Delivering the keynote speech of a 1 200km tour of the mineral-rich but deeply unstable region, Kabila said the surrender of the M23 army mutineers was just one stage in an offensive against armed groups that have harrowed the east for decades.
“If I say the war is over, in fact it’s only a phase because we still run the risk of a new effort to start a war,” he said in Goma, the capital of North Kivu province and a key regional hub briefly seized by the M23 in November 2012.
“We are going to continue preparing ourselves so that we will have a solid, dissuasive army,” he told several hundred hand-picked audience members during an hour-long speech in Swahili, the language most widely spoken in the area.
“I call on the people of North Kivu to be vigilant so that we are not surprised by another war. And if there were another war, I want us to be ready to fight it and win it.”
He repeated an ultimatum for remaining militias in the region to disarm voluntarily or be disarmed by force.
Kabila’s victory lap comes after the Congolese army and a special United Nations intervention force battled the M23 into surrender on 5 November.
Failed peace deal
The mainly Tutsi insurgent group, launched by ex-rebels who had been integrated into the national army under a failed peace deal, had wrought havoc in the region for 18 months.
The UN accused neighbouring Rwanda and Uganda of backing the group, an accusation both countries denied.
Kabila did not name the two countries on Sunday but accused DRC’s neighbours of “putting together armed groups to destabilise our country”.
“Our neighbours… use North Kivu as an entryway to the Congo,” he said.
Kabila also announced that in a bid to breathe new life into government institutions, the heads of state offices would be changed “before the end of the year”.
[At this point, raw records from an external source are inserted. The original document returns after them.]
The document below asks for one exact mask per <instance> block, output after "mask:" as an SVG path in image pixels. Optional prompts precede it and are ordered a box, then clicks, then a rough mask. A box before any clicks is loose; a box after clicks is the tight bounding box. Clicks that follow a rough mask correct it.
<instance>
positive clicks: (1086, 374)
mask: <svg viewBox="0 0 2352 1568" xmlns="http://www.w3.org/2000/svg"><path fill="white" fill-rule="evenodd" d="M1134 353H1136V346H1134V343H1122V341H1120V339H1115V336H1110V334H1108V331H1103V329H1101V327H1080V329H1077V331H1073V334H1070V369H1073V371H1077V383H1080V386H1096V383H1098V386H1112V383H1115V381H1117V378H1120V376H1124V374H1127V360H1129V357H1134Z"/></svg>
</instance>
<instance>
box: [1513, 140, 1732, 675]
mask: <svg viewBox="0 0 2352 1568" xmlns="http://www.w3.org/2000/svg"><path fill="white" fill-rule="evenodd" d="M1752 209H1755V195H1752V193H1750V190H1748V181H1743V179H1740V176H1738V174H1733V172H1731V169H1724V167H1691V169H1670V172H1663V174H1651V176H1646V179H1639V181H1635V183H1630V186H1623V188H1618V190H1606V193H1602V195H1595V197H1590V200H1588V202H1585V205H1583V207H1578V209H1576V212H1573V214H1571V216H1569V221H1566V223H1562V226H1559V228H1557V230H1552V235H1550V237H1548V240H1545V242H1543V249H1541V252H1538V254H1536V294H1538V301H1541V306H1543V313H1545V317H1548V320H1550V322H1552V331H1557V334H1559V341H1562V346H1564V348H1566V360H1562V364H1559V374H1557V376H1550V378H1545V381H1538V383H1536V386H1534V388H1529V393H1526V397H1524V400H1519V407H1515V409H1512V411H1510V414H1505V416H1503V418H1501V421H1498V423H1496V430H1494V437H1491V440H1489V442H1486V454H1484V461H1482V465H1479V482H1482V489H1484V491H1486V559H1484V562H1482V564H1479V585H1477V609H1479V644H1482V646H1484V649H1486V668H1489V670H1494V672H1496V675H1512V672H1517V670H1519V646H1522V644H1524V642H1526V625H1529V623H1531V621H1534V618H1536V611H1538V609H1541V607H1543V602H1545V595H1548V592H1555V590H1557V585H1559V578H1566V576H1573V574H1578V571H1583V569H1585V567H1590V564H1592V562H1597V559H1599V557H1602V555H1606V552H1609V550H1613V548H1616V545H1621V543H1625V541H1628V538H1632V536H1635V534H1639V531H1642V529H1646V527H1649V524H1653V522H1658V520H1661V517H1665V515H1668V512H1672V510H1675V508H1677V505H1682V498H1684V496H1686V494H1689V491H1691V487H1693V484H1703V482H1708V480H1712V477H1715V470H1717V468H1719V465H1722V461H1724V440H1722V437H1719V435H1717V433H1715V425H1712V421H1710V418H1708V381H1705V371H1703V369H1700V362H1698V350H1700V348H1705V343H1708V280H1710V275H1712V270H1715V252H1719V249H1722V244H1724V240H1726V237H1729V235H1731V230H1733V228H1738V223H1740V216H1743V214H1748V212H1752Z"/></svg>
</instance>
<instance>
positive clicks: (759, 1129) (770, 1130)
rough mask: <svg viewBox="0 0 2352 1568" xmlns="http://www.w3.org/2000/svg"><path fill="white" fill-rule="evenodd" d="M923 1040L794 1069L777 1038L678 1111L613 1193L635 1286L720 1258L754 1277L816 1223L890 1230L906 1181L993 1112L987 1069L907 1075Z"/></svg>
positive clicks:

A source in the president’s office said the overhaul would initially involve the police, army and tax authorities, and would begin in North Kivu province before being rolled out elsewhere.
Kabila began his massive motorcade tour of the region on 20 November. On Monday he is due to travel to Uganda’s capital Kampala to meet his Ugandan counterpart Yoweri Museveni, the mediator for the M23 crisis.